Ellos tenían alma, los vikingos no.
Acariciando sus frentes, tapando sus bocas, acomodando sus barbas o mostachos, los líderes escucharon, ahora gustosos y calmados, lo que quedaba del discurso del monarca noruego.
–Y como tenemos alma, entonces tenemos sentimientos, humanidad –siguió Agnarr, saboreando la atención que todos le otorgaban gustosos–, no podemos rebajarnos a su nivel, actuar como los bárbaros que son ellos. ¿Cómo podríamos entonces seguir llamándonos humanos? –exclamó ante los demás moviendo desesperadamente sus manos, como si los sacudiese para que reaccionasen de su ensoñación–. ¿Cómo? Si nos comportamos como ellos. Si hemos de acabar con los vikingos, reestablecer el honor que hace años nos quitaron, hemos de hacerlo correctamente, como humanos, no como bestias.

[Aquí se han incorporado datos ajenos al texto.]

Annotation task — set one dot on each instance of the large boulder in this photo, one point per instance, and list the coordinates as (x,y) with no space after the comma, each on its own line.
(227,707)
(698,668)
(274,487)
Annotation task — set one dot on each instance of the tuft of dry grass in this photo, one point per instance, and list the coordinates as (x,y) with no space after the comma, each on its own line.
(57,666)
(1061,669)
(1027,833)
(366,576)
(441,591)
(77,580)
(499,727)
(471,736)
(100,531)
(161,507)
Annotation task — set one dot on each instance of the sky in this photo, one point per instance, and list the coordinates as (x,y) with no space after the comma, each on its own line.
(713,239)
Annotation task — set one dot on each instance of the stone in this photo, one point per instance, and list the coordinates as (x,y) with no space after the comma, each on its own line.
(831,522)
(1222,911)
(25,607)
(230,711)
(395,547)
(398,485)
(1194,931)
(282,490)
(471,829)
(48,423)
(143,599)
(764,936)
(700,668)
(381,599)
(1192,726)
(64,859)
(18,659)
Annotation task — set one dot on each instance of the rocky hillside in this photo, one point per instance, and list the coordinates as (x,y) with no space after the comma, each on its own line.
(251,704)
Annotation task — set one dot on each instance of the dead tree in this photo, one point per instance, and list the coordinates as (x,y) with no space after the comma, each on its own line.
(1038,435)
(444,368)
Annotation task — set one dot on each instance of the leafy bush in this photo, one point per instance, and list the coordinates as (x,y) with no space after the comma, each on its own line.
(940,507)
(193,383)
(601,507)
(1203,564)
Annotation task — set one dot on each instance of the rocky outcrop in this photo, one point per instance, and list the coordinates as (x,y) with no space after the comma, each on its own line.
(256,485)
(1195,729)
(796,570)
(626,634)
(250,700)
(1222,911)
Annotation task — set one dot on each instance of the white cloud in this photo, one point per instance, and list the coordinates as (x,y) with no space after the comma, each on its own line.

Enmudeció unos momentos, dejó de mirar al concejo formado por potencias europeas, se acercó a su recién nacida, quien tenía sus hermosos ojos ya abiertos, y algo llorosos, por la constante bulla. Acarició dulcemente sus pequeñas y pálidas mejillas, sintiéndose bendecido por su dios por tan solo tener la oportunidad de ver a una criatura tan preciosa y angelical como ella. Pidiendo permiso con una mirada a su esposa, cargo a su hija, para mostrarla ante los demás. Algunas damas y nodrizas dieron un respingo, ¿pondría, el rey Agnarr, a su hija como base de su discurso?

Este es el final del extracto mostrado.